Historically, legal incompetence was an all or none condition: one was either competent or incompetent to make all types of decisions about one's life. The modern legal concept of competency has expanded to favor an emphasis on personal autonomy as much as possible. Individuals may be judged incompetent in some life domains but retain the right to make decisions in other domains. Generally speaking, "capacity" is the ability to perform a task. There is no "general capacity", therefore, since capacity is specific to a certain task. In evaluating patients' competencies, the tasks in question should be carefully defined prior to the evaluation. It is extremely important to spell out specifically what abilities the patient has the capacity to perform and which they are not capable of, even within a certain domain such as medical decision-making. An extreme example in this regard is that it is possible for a patient to be able to competently accept an intervention but to lack competence to refuse the intervention. The following case example illustrates this interesting though rare scenario (case taken from Moore, 1999).
A woman was evaluated who was paranoid schizophrenic and had 3 medical conditions: diabetes, hypothyroidism, and hypertension. Her attention, language and memory processes were intact, and frontal-lobe testing showed appropriate reasoning and judgment abilities in general. She understood that she had these medical conditions, the nature and course of them, and the risks and benefits of treatment or of not treating the conditions. However, she had no insight into her mental illness. She possessed delusions including the belief that she had computer chip implants in both of her ears and that invisible people were pushing buttons on the implants to cause her organs to malfunction. Due to these beliefs, she thought the best treatment would be for her doctors to remove the computer-chip implants, so she had quit taking the medications awaiting this request. She did agree to take the medications until the implants were removed and stated she would take the medications after removal of the implants if any of her medical conditions persisted after that time.

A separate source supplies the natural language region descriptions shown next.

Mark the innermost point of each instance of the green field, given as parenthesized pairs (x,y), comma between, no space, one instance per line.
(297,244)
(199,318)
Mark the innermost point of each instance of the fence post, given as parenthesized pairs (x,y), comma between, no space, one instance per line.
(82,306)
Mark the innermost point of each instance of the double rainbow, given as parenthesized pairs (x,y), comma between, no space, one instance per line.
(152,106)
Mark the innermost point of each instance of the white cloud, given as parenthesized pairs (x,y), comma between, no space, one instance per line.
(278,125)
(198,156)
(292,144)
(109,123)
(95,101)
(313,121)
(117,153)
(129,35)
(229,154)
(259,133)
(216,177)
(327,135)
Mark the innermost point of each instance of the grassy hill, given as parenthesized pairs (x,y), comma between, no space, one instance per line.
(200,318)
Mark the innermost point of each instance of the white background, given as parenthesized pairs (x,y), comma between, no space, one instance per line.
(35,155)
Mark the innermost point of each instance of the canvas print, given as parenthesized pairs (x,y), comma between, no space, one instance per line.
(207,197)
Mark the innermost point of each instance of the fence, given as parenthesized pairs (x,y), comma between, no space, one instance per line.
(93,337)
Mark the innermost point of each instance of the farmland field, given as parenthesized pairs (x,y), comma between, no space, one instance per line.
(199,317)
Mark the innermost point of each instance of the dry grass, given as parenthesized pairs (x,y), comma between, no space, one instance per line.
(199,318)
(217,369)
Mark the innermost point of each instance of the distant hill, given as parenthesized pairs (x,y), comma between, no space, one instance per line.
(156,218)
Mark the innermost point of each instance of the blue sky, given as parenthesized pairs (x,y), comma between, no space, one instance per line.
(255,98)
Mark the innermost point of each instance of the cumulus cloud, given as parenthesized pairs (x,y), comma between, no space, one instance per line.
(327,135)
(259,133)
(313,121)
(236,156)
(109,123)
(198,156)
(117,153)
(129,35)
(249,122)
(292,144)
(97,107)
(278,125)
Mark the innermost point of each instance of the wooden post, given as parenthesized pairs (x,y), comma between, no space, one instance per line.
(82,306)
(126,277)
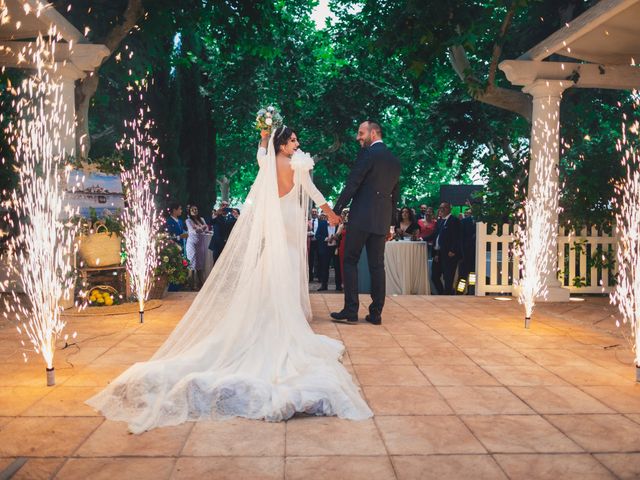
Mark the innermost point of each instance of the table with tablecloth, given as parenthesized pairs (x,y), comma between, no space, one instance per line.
(406,268)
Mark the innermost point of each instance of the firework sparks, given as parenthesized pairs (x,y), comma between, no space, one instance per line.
(43,252)
(141,219)
(538,219)
(626,294)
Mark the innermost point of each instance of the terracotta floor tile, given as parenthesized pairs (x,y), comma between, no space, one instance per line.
(625,465)
(52,436)
(67,401)
(95,375)
(113,439)
(379,356)
(546,356)
(422,341)
(236,437)
(559,399)
(599,433)
(115,468)
(405,400)
(497,356)
(447,467)
(229,468)
(438,356)
(423,435)
(377,341)
(15,400)
(524,376)
(441,375)
(552,467)
(319,436)
(590,374)
(623,399)
(38,468)
(352,468)
(519,434)
(483,400)
(390,375)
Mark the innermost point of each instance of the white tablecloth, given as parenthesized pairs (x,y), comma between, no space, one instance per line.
(406,268)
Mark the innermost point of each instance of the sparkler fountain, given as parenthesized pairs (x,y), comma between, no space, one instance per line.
(42,252)
(626,294)
(141,219)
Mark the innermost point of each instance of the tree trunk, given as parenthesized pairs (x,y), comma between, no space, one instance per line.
(87,87)
(224,183)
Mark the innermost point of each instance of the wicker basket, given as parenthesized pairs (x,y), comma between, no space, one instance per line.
(100,249)
(159,287)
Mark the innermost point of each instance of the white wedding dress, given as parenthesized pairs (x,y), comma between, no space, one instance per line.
(245,348)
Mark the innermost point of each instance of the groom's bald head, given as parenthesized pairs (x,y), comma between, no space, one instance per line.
(369,132)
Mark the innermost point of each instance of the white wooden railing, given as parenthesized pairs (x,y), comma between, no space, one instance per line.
(584,259)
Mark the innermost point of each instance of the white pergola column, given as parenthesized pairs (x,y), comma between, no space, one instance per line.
(545,148)
(66,75)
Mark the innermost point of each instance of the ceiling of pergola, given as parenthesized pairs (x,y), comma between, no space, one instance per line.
(608,34)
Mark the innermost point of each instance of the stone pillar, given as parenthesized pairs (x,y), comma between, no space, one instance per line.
(66,75)
(545,148)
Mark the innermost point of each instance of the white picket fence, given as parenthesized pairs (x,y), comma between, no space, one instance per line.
(497,264)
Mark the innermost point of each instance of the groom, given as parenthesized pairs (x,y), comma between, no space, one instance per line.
(372,188)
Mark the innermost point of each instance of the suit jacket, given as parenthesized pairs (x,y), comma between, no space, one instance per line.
(448,234)
(321,235)
(372,189)
(175,229)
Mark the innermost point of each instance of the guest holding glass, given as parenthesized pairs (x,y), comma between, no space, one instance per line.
(197,228)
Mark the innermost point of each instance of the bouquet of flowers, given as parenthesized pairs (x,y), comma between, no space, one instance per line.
(268,118)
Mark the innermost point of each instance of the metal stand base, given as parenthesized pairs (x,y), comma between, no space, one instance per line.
(51,377)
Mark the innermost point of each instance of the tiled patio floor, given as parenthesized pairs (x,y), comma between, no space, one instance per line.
(459,388)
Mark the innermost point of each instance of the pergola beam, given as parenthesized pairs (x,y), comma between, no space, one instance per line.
(580,26)
(580,75)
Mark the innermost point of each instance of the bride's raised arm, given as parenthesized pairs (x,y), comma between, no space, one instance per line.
(262,148)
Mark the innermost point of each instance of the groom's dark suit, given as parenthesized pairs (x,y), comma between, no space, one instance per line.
(372,188)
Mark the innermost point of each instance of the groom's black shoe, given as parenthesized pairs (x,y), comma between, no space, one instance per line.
(343,317)
(374,319)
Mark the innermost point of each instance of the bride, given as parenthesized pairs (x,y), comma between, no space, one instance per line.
(245,348)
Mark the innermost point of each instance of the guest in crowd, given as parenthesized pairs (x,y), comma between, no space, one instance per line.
(334,261)
(176,230)
(222,223)
(196,227)
(423,212)
(407,227)
(446,251)
(322,235)
(428,225)
(175,227)
(312,228)
(468,227)
(341,233)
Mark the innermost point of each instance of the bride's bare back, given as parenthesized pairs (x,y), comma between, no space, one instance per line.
(285,175)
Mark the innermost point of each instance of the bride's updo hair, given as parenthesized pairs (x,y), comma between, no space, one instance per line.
(281,137)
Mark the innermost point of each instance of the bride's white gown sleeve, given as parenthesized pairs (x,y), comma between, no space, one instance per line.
(245,348)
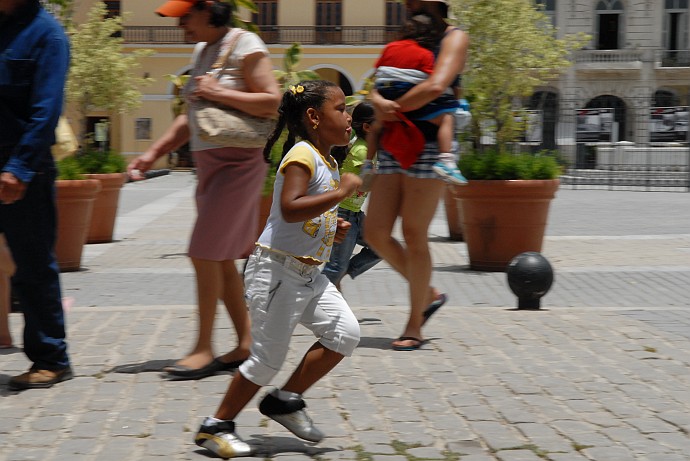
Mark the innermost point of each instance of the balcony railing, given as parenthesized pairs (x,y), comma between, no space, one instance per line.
(673,58)
(608,56)
(305,35)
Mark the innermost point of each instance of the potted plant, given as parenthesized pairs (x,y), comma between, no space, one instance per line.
(506,64)
(286,76)
(108,167)
(504,207)
(75,196)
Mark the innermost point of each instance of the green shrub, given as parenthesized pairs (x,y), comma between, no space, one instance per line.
(276,156)
(69,168)
(494,165)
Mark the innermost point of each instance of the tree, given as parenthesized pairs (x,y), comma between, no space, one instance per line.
(513,49)
(101,75)
(288,75)
(239,22)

Dr. Moore presents the following analysis regarding competency: if the patient decided to take the medications, then her choice would be considered competent because her judgment would not have been unduly influenced by her mental disorder. However, if she refused the medications and insisted on surgery to remove the implants, then her choice would be considered incompetent because her judgment would have been unduly influenced by her mental disorder (Moore, 1999: pg 6-7). Therefore, in this case the patient could be considered competent to accept treatment but not competent to refuse it, due to the undue influence of her mental disorder. This case also illustrates how a patient may have adequate information and understanding of her medical condition, but still be unable to make a competent medical decision due to an influence from a psychiatric disorder.